知道如今逃不过了,谢清霖反倒是不怎么紧张了,他开口道:“那便请江世伯前去寻明珠县主,前来赴宴吧。”
江家家主悠闲的收拾着起居,他就看看,如果寻不到那明珠县主,就是眼前人殒命之时。
宁可错杀,绝不放过。只是他江家也不能被那镇国将军府,贸然当成了党派之争里头的那个出头鸟!
谢清霖神色依旧淡定,想来这个时候,明珠和长乐公主已经离开此地至少数十里,就算他们想要去追,也是鞭长莫及了。
至于自己的脱身之法,他不经意的摸了摸腰带里头缠着的软剑,又看了一眼端坐在自己身边的江家家主。
这位江家家主的命,想来应该是比他这位钦差大臣要贵重的多。用他当成挡箭牌,换他谢清霖离开此地,应该是有五成的把握。
于是索性谢清霖也悠闲地端着放在一旁的清茶,缓缓的品茗起来,倒是叫对面的江家家主更添了几分疑惑。
难不成真是那镇国将军府里头的人,故意骗他们江家来同王谢两家结怨?
然而就在这时候,早就被派出去寻人的护院满头大汗的奔了回来禀报道:“家主,四处已经查明了,那明珠县主已经离开此地了!”
江家家主江潮双目一眯,朝着还冷静端坐在对面的谢清霖阴沉沉地说道:“想来谢世侄能够替明珠县主前来退婚,定然是私交甚好,能否给老夫解释一下,这究竟是怎么一回事?”
谢清霖神色一点都没有变化,只是右手已悄悄摸上了腰间,随时准备抽出其中的软剑,嘴上却是轻描淡写的说道:“这,明珠县主也不能事事都Ɩ要同世侄我商议啊,江世伯的话好没道理。”
两人对视一眼,几乎都要从彼此的眼神中感觉到了无尽的杀意,在彼此都要动手的前一刻,却听到外头有人急急忙忙大声喊道。
“家主!明珠县主前来拜访!”
江家家主神色一滞,难不成真是自己猜错了?
倒真是出乎他的意料,这谢清霖竟然分毫都不明了那派来的暗探之事?
难不成,当真是那镇国将军府里头同圣上早就谋划好了,想要他江家成了削弱世家的替死鬼?
江家家主再一次迷惑了,但依旧撑着笑脸,朝着谢清霖说道:“原来是误会谢世侄了,走走走,咱们几个去前厅同赴宴会!”
掩盖住自己眼底翻腾着的惊惧,谢清霖也是露出一个笑脸来,“那就恭敬不如从命了,江世伯请。

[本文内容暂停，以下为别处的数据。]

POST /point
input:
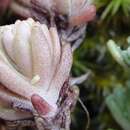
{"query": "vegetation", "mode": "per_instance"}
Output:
(106, 92)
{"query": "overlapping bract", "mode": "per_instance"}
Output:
(32, 61)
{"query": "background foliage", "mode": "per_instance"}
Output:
(106, 93)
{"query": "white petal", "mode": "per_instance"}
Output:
(22, 49)
(56, 49)
(14, 81)
(41, 56)
(7, 39)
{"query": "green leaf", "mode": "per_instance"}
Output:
(119, 105)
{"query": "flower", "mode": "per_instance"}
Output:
(34, 64)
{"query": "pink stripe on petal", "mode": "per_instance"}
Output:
(41, 56)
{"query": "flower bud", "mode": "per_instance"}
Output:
(33, 61)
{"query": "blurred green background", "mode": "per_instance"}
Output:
(106, 93)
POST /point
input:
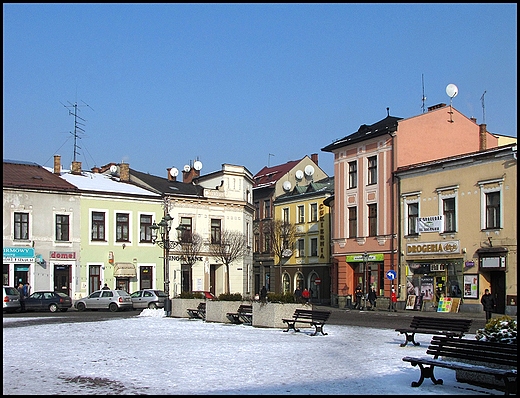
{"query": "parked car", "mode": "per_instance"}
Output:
(11, 299)
(48, 301)
(114, 300)
(148, 298)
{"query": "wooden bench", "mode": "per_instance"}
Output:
(479, 353)
(244, 314)
(199, 312)
(312, 317)
(449, 327)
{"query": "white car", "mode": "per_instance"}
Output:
(114, 300)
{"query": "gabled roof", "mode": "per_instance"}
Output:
(165, 186)
(30, 175)
(384, 126)
(270, 175)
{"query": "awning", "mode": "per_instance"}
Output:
(125, 270)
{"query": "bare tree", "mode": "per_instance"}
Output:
(283, 235)
(189, 248)
(231, 246)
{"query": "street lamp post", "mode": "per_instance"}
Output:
(365, 278)
(166, 244)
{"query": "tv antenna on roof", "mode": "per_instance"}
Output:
(75, 106)
(452, 92)
(424, 96)
(483, 110)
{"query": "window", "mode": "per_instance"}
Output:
(185, 229)
(372, 220)
(122, 227)
(352, 222)
(492, 210)
(285, 215)
(301, 214)
(21, 226)
(62, 228)
(145, 232)
(352, 174)
(372, 170)
(300, 248)
(314, 212)
(314, 247)
(267, 208)
(448, 208)
(413, 214)
(98, 226)
(215, 230)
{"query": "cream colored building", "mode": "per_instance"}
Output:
(458, 231)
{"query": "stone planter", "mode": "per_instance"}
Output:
(216, 310)
(269, 315)
(179, 306)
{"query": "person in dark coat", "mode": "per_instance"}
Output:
(263, 294)
(372, 296)
(488, 302)
(358, 294)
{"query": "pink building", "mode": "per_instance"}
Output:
(364, 208)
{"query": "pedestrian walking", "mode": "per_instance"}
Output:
(306, 295)
(263, 294)
(298, 295)
(393, 301)
(488, 302)
(358, 295)
(372, 296)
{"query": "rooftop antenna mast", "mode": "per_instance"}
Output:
(483, 109)
(424, 96)
(73, 110)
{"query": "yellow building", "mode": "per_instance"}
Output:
(458, 228)
(308, 263)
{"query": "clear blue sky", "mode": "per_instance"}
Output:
(166, 84)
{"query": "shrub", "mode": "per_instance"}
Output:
(230, 297)
(498, 330)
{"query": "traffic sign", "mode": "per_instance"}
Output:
(390, 274)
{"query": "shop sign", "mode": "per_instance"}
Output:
(447, 247)
(19, 255)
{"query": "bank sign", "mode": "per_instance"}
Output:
(18, 254)
(445, 247)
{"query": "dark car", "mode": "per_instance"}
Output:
(48, 301)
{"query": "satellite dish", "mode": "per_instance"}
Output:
(452, 90)
(309, 170)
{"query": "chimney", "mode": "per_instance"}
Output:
(314, 158)
(57, 164)
(482, 137)
(76, 167)
(124, 172)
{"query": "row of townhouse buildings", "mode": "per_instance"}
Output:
(426, 206)
(74, 230)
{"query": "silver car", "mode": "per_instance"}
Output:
(114, 300)
(11, 299)
(148, 298)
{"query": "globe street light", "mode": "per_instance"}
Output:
(166, 244)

”
为何明珠还没有离开!
只是这个时候了,谢清霖必须不能叫这人看出一丝破绽来,现如今只有走一步看一步了。
待到沈明珠身穿着县主品阶的华服,由着身侧的丫鬟引着前去江家前厅的时候,江家主母也刚好落座。
一路的雨水路并不好走,沈明珠神色安然的朝着如今的龙潭虎穴稳步走着,昨夜她已经同长乐公主商定好了,兵分两路,一个回京城里头搬救兵。

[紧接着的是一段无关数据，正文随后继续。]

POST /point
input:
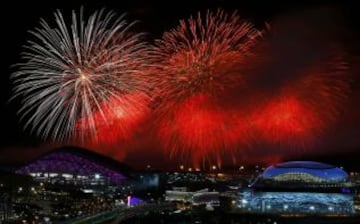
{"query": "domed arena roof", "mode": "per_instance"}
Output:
(306, 171)
(77, 161)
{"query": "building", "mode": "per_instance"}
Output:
(300, 187)
(200, 197)
(74, 166)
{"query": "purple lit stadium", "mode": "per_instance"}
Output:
(75, 166)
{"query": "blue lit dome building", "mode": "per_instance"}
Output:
(300, 187)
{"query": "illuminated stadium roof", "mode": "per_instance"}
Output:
(305, 171)
(77, 162)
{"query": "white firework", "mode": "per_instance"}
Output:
(67, 72)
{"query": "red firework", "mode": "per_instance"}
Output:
(200, 129)
(199, 64)
(305, 107)
(117, 122)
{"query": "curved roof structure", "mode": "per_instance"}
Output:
(307, 171)
(77, 161)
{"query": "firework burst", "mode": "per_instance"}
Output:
(198, 63)
(70, 72)
(303, 108)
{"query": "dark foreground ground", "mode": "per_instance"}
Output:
(210, 218)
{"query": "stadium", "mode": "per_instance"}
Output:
(75, 166)
(300, 187)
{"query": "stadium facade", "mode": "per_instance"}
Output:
(300, 187)
(75, 166)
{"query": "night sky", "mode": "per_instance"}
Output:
(336, 19)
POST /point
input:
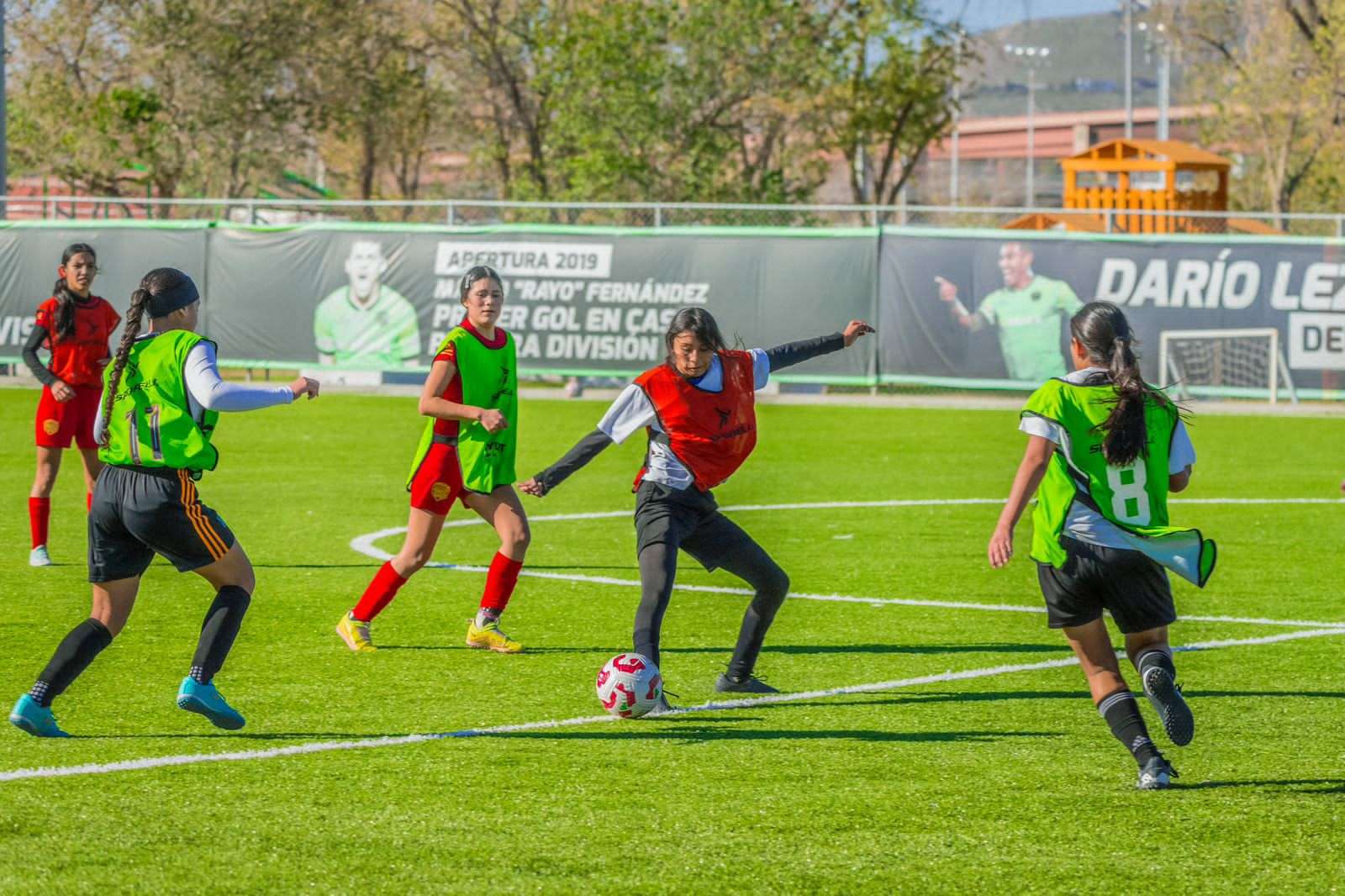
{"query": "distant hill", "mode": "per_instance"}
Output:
(1086, 67)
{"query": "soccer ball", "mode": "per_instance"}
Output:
(630, 685)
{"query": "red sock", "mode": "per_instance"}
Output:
(380, 593)
(40, 512)
(499, 582)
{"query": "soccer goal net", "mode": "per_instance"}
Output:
(1224, 363)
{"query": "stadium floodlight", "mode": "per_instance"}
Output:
(1032, 57)
(1224, 363)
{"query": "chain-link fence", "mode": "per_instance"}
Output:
(672, 214)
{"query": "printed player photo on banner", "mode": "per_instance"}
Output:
(367, 323)
(1028, 314)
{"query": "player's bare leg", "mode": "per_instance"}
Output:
(504, 513)
(1116, 704)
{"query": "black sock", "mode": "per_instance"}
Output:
(219, 631)
(73, 656)
(1156, 656)
(1122, 714)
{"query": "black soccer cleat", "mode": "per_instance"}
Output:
(1165, 696)
(750, 685)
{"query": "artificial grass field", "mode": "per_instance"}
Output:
(1004, 782)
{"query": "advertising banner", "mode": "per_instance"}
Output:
(578, 300)
(31, 253)
(994, 306)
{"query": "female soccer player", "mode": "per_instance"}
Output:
(466, 454)
(161, 397)
(699, 410)
(1106, 450)
(76, 326)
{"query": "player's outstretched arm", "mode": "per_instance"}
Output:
(1031, 472)
(584, 451)
(794, 353)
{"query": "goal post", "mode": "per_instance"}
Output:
(1224, 363)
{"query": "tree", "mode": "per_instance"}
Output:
(1275, 73)
(891, 92)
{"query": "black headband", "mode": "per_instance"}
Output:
(179, 296)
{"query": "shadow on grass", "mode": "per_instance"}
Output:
(696, 732)
(789, 650)
(955, 697)
(221, 735)
(1338, 784)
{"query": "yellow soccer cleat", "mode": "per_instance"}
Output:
(356, 634)
(490, 636)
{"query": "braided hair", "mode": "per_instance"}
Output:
(159, 280)
(1103, 331)
(65, 318)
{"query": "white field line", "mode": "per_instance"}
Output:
(365, 546)
(746, 703)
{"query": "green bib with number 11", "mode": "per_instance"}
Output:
(1131, 498)
(151, 423)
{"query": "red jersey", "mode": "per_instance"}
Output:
(454, 390)
(78, 361)
(710, 432)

而她沈明珠要留在江南,好叫对面以为确实是镇国将军府假传消息,拖到援军前来。
孰轻孰重长乐公主是拿捏得清楚的,她虽然担忧王昌平的安全,却也不想叫沈明珠留在此地,万一······
但对方分析了其中的利弊,而她自己的暗卫也确实摸到了江家囤了私兵通敌的证据,如果打草惊蛇,最后危难可就不仅仅只是他们几个人了。
而是整个江南。
最后长乐公主从自己头上拔下了一支曾是母后所赠的凤簪,替沈明珠戴好。敢爱敢恨的女子从不会拖泥带水,她说。
“沈明珠,你这个妹妹我长乐认下了。”
“待到此间事了,你要亲手把这簪子还给本宫,这可是本宫的心爱之物!”
昨夜的雨水不仅仅只是带来了阴冷,更是掩盖了长乐公主一行人快马加鞭朝着京城前进的车辙。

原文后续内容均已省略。